Un tel événement ne survient qu’en période de fêtes, lorsque cette dame qui connaît mon goût pour le canard à l’orange a la gentillesse de m’offrir une portion de celui qu’elle cuisine avec un art — comment dirais-je ? — consommé. Puisque nous ne sommes ni en période d’amours félines ni en période de canard à l’orange, j’en déduisis qu’une situation anormale contrariait les habitudes du chartreux et la retraite paisible du romancier. Ainsi que me l’indiqua Madame Tumbelweed en me demandant de bien vouloir ouvrir mes volets, requête acceptable vers 11h30 du matin, je pus vérifier que plusieurs véhicules bariolés aux enseignes de différents supports de presse écrite et audiovisuelle stationnaient aux abords de la vénérable demeure. « Il y en a même un qui s’est garé sur la tombe de Sacha ! » déplora Madame Tumbelweed (Sacha était le molosse baveux emporté par la vieillesse et par une dépression nerveuse provoquée par l’arrivée au domicile de Sir Alfred). Au fait, avez-vous remarqué que de nombreux chiens s’appellent Sacha mais que très peu de chats se nomment Sachien ? Cette remarque pourtant pertinente si l’on veut bien y réfléchir laissa Madame Tumbelweed de marbre.
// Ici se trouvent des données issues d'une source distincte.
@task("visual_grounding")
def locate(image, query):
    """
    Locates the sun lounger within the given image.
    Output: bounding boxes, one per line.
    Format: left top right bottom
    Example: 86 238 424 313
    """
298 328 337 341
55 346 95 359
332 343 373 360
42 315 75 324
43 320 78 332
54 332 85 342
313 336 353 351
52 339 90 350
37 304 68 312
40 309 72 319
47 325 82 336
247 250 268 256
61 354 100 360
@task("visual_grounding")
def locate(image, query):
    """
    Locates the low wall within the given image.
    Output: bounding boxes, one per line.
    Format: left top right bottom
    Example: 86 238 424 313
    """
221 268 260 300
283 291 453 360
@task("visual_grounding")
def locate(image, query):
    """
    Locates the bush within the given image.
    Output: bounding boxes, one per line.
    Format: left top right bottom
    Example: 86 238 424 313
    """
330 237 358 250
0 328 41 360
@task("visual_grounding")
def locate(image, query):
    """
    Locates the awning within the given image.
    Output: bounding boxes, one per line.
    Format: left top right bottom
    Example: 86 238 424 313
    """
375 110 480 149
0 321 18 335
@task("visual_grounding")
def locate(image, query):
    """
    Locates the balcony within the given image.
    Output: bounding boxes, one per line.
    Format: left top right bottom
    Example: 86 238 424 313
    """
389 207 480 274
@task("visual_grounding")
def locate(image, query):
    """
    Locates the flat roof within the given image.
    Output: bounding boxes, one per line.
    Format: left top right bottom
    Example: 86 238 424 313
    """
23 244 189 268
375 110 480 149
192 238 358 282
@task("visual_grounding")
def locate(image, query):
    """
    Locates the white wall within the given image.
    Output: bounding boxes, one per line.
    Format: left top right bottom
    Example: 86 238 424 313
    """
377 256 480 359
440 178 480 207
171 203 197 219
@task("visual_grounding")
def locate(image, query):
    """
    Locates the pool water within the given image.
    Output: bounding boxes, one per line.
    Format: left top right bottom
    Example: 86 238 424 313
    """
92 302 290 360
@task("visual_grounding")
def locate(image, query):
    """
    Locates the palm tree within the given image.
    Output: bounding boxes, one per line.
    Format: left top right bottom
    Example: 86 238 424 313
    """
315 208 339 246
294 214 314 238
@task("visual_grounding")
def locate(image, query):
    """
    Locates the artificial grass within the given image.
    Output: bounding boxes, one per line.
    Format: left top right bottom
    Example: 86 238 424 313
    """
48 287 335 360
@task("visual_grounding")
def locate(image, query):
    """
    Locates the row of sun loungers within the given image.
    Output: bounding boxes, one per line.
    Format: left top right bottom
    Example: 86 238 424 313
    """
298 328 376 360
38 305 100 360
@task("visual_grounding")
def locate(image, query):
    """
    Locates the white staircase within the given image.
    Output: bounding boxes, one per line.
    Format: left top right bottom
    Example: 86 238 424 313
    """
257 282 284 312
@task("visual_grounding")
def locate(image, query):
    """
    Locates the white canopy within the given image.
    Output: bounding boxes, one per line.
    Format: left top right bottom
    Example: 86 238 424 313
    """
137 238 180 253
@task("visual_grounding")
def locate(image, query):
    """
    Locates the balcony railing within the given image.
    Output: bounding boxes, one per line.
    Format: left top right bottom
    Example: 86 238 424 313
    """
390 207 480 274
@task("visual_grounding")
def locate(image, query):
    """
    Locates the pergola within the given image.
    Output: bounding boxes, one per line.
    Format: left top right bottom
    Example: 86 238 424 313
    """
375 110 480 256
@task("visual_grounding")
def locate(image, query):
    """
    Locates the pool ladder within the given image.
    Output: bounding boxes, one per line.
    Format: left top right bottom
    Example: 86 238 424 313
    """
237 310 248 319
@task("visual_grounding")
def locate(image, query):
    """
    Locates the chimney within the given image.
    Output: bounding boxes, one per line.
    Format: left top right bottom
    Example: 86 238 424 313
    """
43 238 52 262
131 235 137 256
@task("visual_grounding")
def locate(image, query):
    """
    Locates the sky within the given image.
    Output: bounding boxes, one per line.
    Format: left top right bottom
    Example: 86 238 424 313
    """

L’excellente personne en avait si gros sur le cœur qu’elle ne tarda pas à m’expliquer la raison de ce débarquement de journalistes sous les fenêtres de son employeur.
Mon voisin, auteur d’un best-seller racontant la naissance et la mort d’un amour, se trouvait depuis quelques jours sous le feu d’une accusation de plagiat. La rumeur avait filtré d’internet, coulé dans la presse de caniveau pour se jeter tel le fleuve à la mer dans la presse littéraire qui aurait fait office d’enceinte de confinement sans l’attention toute particulière d’une vieille connaissance de notre auteur choyé par le succès, à savoir : son ennemi d’enfance. Cet arriviste besogneux s’était quant à lui empêtré dans le marigot de la presse régionale où il avait culminé au poste peu envié de directeur départemental au Républicain Populaire Libéré du Centre. Telle une araignée espérant la mouche au fond de sa toile poussiéreuse, l’homme de presse avait guetté pendant des décennies le faux pas pouvant entacher la réputation de l’homme de Lettres qu’il estimait génétiquement programmé pour échouer dans l’existence. « Ces deux-là, ils se détestaient avant leur naissance » , témoigna Madame Tumbelweed qui connaissait bien les deux familles. Elle m’assura que lorsque les deux mamans s’approchaient l’une de l’autre à moins de deux mètres, leurs bébés tambourinaient contre leurs ventres comme s’ils n’avaient de cesse de sortir pour en découdre, ce dont ils ne se privèrent point durant leur scolarité et leurs études puis à leurs débuts communs dans la presse. L’un s’y enkysta, l’autre s’en échappa pour connaître le glorieux destin que l’on sait. « Alors, vous comprenez, cette histoire de plagiat, cette calomnie, c’est pain béni pour ce gredin ! » gronda madame Tumbelweed qui attendait visiblement une suggestion de ma part, un de ces conseils éclairés dont elle me sait prodigue et qu'elle pourrait transmettre à son seigneur et maître.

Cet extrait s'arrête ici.